Début juillet, le ministre de l’Agriculture, Ibrahima Samaké, et le PDG de la CMDT, Kouloumégué Dembélé, ont parcouru Bougouni, Koumantou et Sikasso. Les parcelles visitées présentaient un état végétatif jugé satisfaisant malgré un hivernage tardif. Devant ses équipes, le dirigeant de la compagnie a reconnu une période particulièrement exigeante et résumé l’urgence par une formule directe : « notre espoir repose en vous ».
L’équation nationale laisse pourtant peu de marge. La cible suppose 630 000 hectares emblavés et un rendement moyen de 950 kilogrammes à l’hectare, soit une progression de 17% de la productivité et une hausse globale proche de 38%. La CMDT, qui encadre les producteurs, organise la collecte, l’égrenage et la commercialisation et porte une lourde responsabilité dans une filière agricole qui constitue la deuxième source de recettes d’exportation du pays après l’or et fait vivre plusieurs millions de Maliens.
L’État mobilise 164,389 milliards de francs CFA et la BOAD apporte 25 milliards pour soutenir la collecte et l’égrenage.
Pressions
Le 15 juillet, des producteurs de Kita et de Yorosso affirmaient encore manquer d’engrais subventionnés. Certains n’avaient rien reçu et d’autres disposaient de quantités insuffisantes et attendaient toujours le paiement de leur coton. L’économiste Abdrahamane Tamboura avait déjà averti que les projections devaient correspondre aux réalités du terrain, en soulignant la faible motivation des producteurs, le prix maintenu à 300 francs CFA le kilogramme et l’attrait du maïs, de l’arachide et du sésame.
Le climat rajoute une contrainte.

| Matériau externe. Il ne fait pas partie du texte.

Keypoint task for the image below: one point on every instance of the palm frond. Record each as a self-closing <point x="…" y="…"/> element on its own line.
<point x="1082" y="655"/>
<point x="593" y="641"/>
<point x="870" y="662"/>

AGRHYMET prévoit un démarrage normal à tardif, des séquences sèches parfois longues et un déficit pluviométrique persistant dans l’Ouest. Une fertilisation tardive ou des pluies mal réparties pèseraient directement sur les rendements.

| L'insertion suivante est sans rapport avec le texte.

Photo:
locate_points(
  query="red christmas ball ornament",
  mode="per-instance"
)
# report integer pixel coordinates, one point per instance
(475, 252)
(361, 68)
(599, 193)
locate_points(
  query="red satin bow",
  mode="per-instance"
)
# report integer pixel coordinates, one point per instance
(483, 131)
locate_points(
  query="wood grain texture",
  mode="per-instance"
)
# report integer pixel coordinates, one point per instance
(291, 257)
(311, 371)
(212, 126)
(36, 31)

Pourtant, la filière doit aussi regagner du terrain face au Bénin, redevenu premier producteur régional tout en assurant la coordination du C4+, qui réunit également le Burkina Faso, le Tchad et la Côte d’Ivoire. Ce cadre défend de meilleurs prix mondiaux et davantage de transformation locale, mais il ne remplacera ni les engrais dans les villages ni la trésorerie des exploitants. Les 598 500 tonnes restent accessibles, même si la marge de rattrapage se réduit. ...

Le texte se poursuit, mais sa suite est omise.